Prove di discriminazione dell’insegnamento di religione
ROMA, martedì, 7 febbraio 2006 (ZENIT.org).- Ha suscitato l’indignazione degli insegnanti di religione e delle famiglie degli alunni l’ordinanza del TAR del Lazio che ha annullato alcuni punti della Circolare Ministeriale numero 84 del 10 novembre 2005 ed ha accolto il ricorso dei “Cobas scuola”, secondo cui l’insegnamento della religione cattolica non va effettuato “nell’ambito delle materie curricolari”.
I “Cobas scuola” prima e la “CGIL-FL” poi avevano presentato un ricorso al TAR sostenendo l’illegittimità della circolare del Ministero dell’Istruzione, perché si violava la normativa che regolamenta la valutazione dell’ora di religione cattolica come ora facoltativa ed era quindi da inserire in un documento valutativo a parte da consegnare solo a quanti scelgono di avvalersene. I sindacati, inoltre, ravvisavano la violazione dell’iter previsto dal Garante della privacy perché venivano trattati dati sensibili che riguardano la biografia degli alunni.
Il Tar ha preso in esame il ricorso presentato dai “Cobas scuola” e, in via cautelativa, lo ha accolto, almeno su due punti:
1) il provvedimento viola la normativa prevista dal T.U. n. 196/2003 in materia di tutela della privacy.
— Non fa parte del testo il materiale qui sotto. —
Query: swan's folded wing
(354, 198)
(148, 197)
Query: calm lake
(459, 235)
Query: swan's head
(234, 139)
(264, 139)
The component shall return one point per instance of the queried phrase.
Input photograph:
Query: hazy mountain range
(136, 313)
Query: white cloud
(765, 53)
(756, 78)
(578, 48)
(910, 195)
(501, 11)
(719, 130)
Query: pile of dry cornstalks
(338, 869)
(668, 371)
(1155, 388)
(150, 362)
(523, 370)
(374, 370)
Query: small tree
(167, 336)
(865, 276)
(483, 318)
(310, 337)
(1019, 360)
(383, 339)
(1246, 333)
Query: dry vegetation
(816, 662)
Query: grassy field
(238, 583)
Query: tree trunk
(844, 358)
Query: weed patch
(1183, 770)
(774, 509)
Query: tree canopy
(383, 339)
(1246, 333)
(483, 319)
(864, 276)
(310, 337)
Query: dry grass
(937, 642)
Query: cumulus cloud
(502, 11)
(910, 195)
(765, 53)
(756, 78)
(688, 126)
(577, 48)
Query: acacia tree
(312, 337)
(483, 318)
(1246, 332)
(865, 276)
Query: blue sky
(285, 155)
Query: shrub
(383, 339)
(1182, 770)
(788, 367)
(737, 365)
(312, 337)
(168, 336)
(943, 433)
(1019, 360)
In altre parole, l’amministrazione scolastica, prima di raccogliere dati sensibili come quelli contenuti nel portfolio, avrebbe dovuto dotarsi di un regolamento.
2) la Circolare violerebbe l’art. 304 del T.U. 297 del 1994 in quanto prevede che l’insegnamento dell’ora di religione sia inserito tra le materie curricolari anziché tra quelle facoltative.
Per capire il senso e le implicazioni di questa ordinanza, ZENIT ha interpellato il professor Nicola Incampo, Responsabile della sezione Insegnanti della Religione Cattolica (IRC) del sito www.culturacattolica.it.
“Quando si parla dell’ora di religione a scuola sembra che la parola d’ordine di alcuni sindacati sia quella di cacciare fuori gli insegnanti di religione – ha osservato Incampo –. Da tempo e in varie occasioni abbiamo documentato questa tendenza”.
“Notiamo con amarezza come i rapporti con alcuni sindacati su tali argomenti siano ormai impregnati di ideologismo e pregiudizi come neanche nelle stagioni peggiori del Novecento, senza alcuna capacità di affrontare un qualsiasi tema con la dovuta obiettività”, ha continuato il docente di religione.
In merito alla pronuncia del TAR del Lazio che ha annullato alcuni punti della Circolare Ministeriale, il professor Incampo ha sottolineato che “il vero problema, non è l’inserimento della valutazione dell’ora di religione sulla pagella, ma l’esclusione dell’insegnamento della religione cattolica dalla scuola”.
“Non è un caso che i Cobas stanno raccogliendo le firme per invalidare l’assunzione in ruolo degli insegnanti di religione. Vorrei far notare che non è mai avvenuto che un sindacato si sia opposto a delle assunzioni”.
Quanto al compito dell’insegnamento della religione, Incampo ha ricordato che “il Concordato non pone il cattolicesimo come una scelta religiosa della maggioranza degli italiani e neppure come una porta aperta alla Chiesa Cattolica per la formazione dei credenti”.
Chiede, tuttavia, che il cattolicesimo “venga conosciuto a livello scolastico quale forma religiosa che ha contribuito alla formazione della identità della cultura italiana, della nostra civiltà a livello delle sue espressioni non solo letterarie e artistiche ma anche di vita della comunità”.
L’attuale situazione storica, ha osservato, “moltiplica la presenza di altre culture” e non si farebbe “un buon servizio, proprio a quei cittadini di altre civiltà”, se non si chiarisse “a loro e per loro la nostra identità culturale italiana che non può non dirsi cristiana e cattolica in particolare”.
“L’Insegnamento della Religione Cattolica propone delle ipotesi di risposta alle grandi domande di significato di cui ogni giovane è portatore. Il che non significa che ogni alunno italiano si chiuda nella propria beata identità, ma al contrario che senta il desiderio di confrontarsi con i valori di altre culture diverse dalla nostra”.
“Per questo – ha concluso – siamo certi che un sano interscambio porti ad un arricchimento che può venirci dall’altro e che tale confronto possegga anche i criteri di giudizio e di valutazione”.